Hal yang membuat aku penasaran setengah mati adalah postingan-postingan di akun sosial media kamu yang berisi "with you", "with KAMU" . Entah siapa itu. Aku penasaran dan itu menguatkanku untuk bertanya.
"Mie Aceh di sana enak loh." Katamu di chat saat kita sedang membicarakan tentang kuliner
"Iya, kata temen-temenku enak di sana. Aku belum pernah."
"Yaudah nanti kita makan mie aceh itu yaaa."
"Oke."
Percakapan itu hanya wacana. Aku melihat postinganmu di Path update lokasi di warung mie aceh yang kita bicarakan di chat, tentu dengan -KAMU- . Beberapa jam setelah aku lihat postinganmu itu aku mengirimimu chat. "Curang udah ke sana duluan.","Gak kok itu cuma lewat aja ngecek buka atau tutup." katamu memberi penjelasan.
Aku menemukan "KAMU" yang lain lagi di postingan-mu saat check-in di Pizza Hut. Namun kamu bilang kamu tidak ke Pizza Hut, kamu hanya delivery order ke kantormu.

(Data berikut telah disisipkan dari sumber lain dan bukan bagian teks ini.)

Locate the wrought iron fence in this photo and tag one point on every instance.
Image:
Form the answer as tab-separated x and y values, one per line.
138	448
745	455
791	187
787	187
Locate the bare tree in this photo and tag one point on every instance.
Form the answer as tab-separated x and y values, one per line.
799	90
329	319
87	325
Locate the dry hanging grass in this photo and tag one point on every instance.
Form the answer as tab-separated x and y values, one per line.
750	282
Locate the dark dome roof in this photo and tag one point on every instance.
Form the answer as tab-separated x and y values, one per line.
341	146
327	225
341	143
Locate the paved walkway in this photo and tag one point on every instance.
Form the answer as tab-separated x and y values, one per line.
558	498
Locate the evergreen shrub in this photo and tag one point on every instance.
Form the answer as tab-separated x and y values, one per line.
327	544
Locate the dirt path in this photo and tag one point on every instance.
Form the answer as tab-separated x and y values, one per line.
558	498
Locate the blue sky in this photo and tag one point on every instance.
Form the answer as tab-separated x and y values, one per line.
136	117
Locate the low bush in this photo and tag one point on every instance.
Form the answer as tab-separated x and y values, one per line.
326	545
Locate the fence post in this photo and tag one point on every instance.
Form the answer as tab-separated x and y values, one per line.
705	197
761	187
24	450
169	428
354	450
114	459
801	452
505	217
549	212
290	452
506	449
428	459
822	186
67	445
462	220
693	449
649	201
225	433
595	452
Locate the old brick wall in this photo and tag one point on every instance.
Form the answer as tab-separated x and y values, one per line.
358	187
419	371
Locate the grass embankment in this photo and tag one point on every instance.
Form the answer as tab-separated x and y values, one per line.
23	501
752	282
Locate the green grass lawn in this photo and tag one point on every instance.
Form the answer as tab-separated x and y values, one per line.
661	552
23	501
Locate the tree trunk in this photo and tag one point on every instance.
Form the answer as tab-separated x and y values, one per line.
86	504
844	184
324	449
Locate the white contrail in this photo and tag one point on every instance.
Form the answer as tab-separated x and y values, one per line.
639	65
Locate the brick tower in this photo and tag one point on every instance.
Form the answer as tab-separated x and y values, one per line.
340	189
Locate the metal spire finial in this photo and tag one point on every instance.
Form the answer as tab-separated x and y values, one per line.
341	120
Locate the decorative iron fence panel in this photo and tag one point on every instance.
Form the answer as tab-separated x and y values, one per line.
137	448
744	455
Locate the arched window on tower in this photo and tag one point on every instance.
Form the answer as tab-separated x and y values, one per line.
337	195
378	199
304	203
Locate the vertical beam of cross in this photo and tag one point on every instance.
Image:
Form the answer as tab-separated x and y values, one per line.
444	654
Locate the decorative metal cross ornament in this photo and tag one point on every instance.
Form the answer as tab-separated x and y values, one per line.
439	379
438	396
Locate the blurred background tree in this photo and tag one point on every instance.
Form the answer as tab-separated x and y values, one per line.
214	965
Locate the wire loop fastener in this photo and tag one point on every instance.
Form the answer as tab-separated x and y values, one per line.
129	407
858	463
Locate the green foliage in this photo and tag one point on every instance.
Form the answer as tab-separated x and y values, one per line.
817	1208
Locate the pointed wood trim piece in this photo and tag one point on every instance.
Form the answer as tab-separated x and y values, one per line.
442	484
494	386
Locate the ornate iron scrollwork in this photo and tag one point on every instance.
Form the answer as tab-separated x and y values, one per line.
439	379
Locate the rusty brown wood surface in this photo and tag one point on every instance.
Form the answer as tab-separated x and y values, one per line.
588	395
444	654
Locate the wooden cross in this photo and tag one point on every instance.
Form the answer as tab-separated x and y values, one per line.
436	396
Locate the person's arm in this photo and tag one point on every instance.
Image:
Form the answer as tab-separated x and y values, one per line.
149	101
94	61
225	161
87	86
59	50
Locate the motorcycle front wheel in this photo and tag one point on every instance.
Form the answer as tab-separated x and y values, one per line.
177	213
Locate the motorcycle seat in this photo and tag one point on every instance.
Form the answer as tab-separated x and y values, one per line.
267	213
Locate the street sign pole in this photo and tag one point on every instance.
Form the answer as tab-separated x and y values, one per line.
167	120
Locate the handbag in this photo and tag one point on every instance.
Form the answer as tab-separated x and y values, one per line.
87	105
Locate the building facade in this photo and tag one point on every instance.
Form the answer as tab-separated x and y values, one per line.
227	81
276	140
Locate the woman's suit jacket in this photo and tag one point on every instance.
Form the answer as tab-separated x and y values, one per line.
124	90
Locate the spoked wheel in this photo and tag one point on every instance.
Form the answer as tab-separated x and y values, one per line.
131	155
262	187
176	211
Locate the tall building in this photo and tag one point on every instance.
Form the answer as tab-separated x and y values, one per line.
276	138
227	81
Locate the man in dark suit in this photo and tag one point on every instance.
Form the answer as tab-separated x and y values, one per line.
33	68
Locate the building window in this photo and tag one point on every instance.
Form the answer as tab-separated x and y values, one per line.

Aku kembali menemukan "KAMU" saat kamu pergi ke Bogor. Lagi kamu bilang "Itu hanya fake biar Path aku rame. Aku emang ke Bogor tapi aku pergi rame-rame sama temen-temen."
Aku iyakan semua pernyataan kamu, karena aku tidak berhak untuk mencemburuimu, tidak berhak untuk mencurigaimu. Sampai suatu hari kamu mengirimi aku pesan yang cukup serius. Ini adalah percakapan serius pertama kita.
"Apa kamu masih ngarepin aku?" Kamu bertanya serius, meskipun hanya melalui chat tapi aku tahu kamu sedang serius.
"Kita biasa aja kan? Tapi kamu beda." Kamu melanjutkan kalimatmu. Aku tahu kemana percakapan ini mengarah.
"Iya maaf mungkin aku terlalu berlebihan. Iya kita biasa saja." Aku membalas, hingga akhirnya kamu berkata "Just friend. Kita sahabatan. Aku masih tahapan seleksi, pilihanku banyak"
Sebuah pernyataan yang sungguh membuat aku sedih dan lega dalam waktu yang bersamaan. Ternyata selama ini perasaan itu hanya tumbuh di satu sisi, hanya di sisiku. Harapan aku yang menyakitiku. Jadi mulai sekarang aku harus pergi membawa semua perasaan yang sudah muncul perlahan dan sudah mulai berkembang. Kamu memberi jawaban sebelum aku berikan pertanyaan.
Aku salah, aku malu, aku ingin pergi.